Когда совсем прижимало, Ба отправляла внучку к нам.
– Вот пусть Надя и расплачивается за свою болтливость, – бухтела она, выпроваживая Маньку в дверь, а потом долго глядела в окно своей комнаты, как, весело подпрыгивая большим помпоном красной шапки, та мчится по улице – мимо деревянных заборов, мимо отсвечивающих в небеса солнечными бликами луж, мимо большой ржавой цистерны с надписью «Живая рыба», где перед буквой «Ж» кто-то заботливой рукой нацарапал НЕ.
Когда Манька скрывалась из виду, Ба садилась в кресло, вытаскивала из пакета завернутый в красивую хрусткую бумагу свитер, раскладывала его на коленях, любовно рассматривала и расплывалась в довольной улыбке. Моте он очень будет к лицу!
Глава 16. Прощай, Кировабад, прощай
Выезжать планировалось ранним пятничным утром, на двух машинах. На нашей Генриетте должны были ехать мама, Гаянэ, Сонечка и Ба. Ну и папа, конечно, куда же без папы. А на пилотируемом дядей Мишей Васе – мы с Каринкой и Манькой. И вещи. Вещей, кстати, набралось три большие сумки, две наши и одна – семейства Шац.
– Вроде все самое необходимое взяла, – вздыхала мама, – а скарба получилось как на большой переезд.
– Надя, не переживай. Вон в Васе сколько места. Довезем! – утешала маму Ба. – Главное, ничего не забудь. Соску взяла?
– Соску нужно отобрать, чтобы взять! Разве у этого ребенка можно что-либо отобрать?

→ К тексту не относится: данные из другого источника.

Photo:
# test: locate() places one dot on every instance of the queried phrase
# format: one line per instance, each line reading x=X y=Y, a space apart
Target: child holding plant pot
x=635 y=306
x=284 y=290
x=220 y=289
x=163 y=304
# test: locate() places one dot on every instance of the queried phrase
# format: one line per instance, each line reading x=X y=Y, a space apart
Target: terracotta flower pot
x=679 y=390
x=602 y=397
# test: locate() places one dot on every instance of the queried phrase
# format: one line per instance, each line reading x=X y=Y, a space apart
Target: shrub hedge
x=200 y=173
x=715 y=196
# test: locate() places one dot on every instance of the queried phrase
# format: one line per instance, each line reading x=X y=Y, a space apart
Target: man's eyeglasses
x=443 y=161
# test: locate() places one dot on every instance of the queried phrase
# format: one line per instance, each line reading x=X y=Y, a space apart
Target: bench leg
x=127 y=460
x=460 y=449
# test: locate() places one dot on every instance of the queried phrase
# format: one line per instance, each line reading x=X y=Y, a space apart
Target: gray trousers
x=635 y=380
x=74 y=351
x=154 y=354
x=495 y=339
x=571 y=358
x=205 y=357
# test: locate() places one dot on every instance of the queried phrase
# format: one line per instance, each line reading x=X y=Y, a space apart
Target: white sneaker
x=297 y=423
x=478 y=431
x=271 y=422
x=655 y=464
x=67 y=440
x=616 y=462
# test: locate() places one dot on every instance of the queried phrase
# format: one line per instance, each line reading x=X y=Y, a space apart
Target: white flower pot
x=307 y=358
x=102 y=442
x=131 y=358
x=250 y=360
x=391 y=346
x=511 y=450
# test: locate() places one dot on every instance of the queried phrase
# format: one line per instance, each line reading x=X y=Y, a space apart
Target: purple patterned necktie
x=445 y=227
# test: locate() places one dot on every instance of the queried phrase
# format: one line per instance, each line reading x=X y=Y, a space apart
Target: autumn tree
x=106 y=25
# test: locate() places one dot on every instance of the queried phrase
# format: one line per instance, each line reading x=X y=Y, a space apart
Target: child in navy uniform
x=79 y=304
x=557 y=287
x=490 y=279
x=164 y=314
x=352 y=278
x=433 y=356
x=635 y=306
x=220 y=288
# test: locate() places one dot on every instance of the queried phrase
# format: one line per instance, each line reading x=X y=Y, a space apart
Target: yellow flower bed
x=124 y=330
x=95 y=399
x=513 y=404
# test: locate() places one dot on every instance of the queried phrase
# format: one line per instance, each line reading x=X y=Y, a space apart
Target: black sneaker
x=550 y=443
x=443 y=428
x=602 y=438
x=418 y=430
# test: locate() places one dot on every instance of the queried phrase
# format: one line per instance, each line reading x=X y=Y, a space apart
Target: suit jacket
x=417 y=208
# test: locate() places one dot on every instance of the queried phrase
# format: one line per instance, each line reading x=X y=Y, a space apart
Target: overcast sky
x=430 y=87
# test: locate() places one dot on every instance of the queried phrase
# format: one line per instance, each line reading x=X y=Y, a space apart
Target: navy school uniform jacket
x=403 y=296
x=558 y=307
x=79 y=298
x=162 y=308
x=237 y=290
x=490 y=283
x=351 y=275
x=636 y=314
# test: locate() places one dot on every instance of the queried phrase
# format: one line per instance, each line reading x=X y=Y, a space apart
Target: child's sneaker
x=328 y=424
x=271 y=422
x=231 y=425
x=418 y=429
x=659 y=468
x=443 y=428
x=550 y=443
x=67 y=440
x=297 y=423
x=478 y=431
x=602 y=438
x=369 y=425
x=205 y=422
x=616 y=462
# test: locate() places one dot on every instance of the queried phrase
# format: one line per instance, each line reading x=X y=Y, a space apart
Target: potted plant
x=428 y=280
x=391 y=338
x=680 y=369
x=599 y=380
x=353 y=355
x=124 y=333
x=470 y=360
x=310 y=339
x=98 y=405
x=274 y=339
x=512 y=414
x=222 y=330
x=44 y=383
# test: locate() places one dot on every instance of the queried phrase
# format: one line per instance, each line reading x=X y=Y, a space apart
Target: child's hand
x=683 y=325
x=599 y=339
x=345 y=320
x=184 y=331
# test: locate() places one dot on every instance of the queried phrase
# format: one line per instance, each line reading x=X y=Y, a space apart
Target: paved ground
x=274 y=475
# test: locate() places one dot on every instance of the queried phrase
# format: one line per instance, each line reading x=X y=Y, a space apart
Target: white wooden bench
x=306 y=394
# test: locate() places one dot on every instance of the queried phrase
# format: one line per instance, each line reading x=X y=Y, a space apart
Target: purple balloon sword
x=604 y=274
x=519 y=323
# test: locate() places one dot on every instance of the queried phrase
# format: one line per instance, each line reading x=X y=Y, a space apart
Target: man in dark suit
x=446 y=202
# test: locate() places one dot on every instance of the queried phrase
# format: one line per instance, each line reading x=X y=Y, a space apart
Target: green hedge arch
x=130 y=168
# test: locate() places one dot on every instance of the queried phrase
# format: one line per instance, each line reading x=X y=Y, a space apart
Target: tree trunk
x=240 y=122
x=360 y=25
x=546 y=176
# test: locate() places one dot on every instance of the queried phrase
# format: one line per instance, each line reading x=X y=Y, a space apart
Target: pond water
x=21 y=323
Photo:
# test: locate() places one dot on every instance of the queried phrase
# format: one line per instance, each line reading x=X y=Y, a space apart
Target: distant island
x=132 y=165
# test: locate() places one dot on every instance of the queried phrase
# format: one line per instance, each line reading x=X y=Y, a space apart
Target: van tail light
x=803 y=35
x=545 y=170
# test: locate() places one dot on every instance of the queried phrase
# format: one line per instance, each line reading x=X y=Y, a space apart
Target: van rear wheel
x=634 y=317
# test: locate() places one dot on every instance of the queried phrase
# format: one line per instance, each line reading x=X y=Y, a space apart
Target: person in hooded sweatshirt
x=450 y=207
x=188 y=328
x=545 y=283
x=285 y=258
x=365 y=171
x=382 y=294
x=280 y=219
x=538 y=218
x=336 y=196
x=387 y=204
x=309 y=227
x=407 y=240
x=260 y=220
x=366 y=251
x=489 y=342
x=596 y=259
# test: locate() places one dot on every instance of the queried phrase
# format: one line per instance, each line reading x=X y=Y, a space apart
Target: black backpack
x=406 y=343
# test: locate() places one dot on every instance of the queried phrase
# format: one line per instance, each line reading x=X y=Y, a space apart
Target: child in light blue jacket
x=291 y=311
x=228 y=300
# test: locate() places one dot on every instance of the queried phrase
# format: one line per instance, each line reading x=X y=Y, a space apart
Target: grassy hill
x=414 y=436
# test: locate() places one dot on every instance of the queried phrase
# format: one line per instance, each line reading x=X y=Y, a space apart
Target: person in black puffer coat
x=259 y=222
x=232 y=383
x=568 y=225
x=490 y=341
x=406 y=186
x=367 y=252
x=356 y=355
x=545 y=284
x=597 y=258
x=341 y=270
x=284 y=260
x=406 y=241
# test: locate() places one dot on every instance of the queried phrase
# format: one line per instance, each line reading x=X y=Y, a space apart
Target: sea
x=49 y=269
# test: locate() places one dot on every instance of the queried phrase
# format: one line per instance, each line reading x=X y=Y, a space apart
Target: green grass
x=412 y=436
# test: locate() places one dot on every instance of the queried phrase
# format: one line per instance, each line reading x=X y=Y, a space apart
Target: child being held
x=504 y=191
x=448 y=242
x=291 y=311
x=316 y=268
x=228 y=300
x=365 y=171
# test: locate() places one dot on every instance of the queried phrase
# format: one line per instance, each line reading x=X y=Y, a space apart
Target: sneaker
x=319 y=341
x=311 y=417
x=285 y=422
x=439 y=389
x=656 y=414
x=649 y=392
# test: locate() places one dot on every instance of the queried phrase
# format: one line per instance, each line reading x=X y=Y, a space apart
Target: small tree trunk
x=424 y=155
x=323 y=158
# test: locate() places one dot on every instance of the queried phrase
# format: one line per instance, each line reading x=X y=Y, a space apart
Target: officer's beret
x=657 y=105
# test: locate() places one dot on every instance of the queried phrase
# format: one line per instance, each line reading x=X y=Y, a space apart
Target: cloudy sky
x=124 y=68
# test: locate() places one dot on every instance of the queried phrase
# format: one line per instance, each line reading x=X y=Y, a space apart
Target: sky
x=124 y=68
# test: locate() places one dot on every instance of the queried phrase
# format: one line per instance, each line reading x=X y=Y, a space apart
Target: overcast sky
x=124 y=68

«Этот ребенок» – Сонечка. Когда сестре исполнилось полтора года, мама собрала волю в кулак и сказала – всё, пора уже и честь знать, надо ее от соски отучать. К тому времени Сонечка обзавелась пятнадцатью крепкими зубами, умела шепеляво, но вполне себе внятно изъясняться короткими предложениями и вообще выросла в достаточно словоохотливое и упрямое существо. Так уж завелось исторически, что все наши дети очень рано научились говорить. Я, например, свое первое сложное слово – «разноцветный» – выговорила в восемь месяцев. Каринка заговорила чуть позже, месяцев в одиннадцать, но зато сразу простыми словосочетаниями. Если я была очень медленным ребенком и слова выдавала из себя со скоростью в час по чайной ложке, то Каринка строчила как пулемет, притом говорила исключительно тогда, когда перемещалась по квартире. А по квартире она перемещалась только на попе, садилась на пол, спиной к движению, и, резво перебирая ногами, развивала космическую скорость, сыпля по ходу искрометными наблюдениями степного акына.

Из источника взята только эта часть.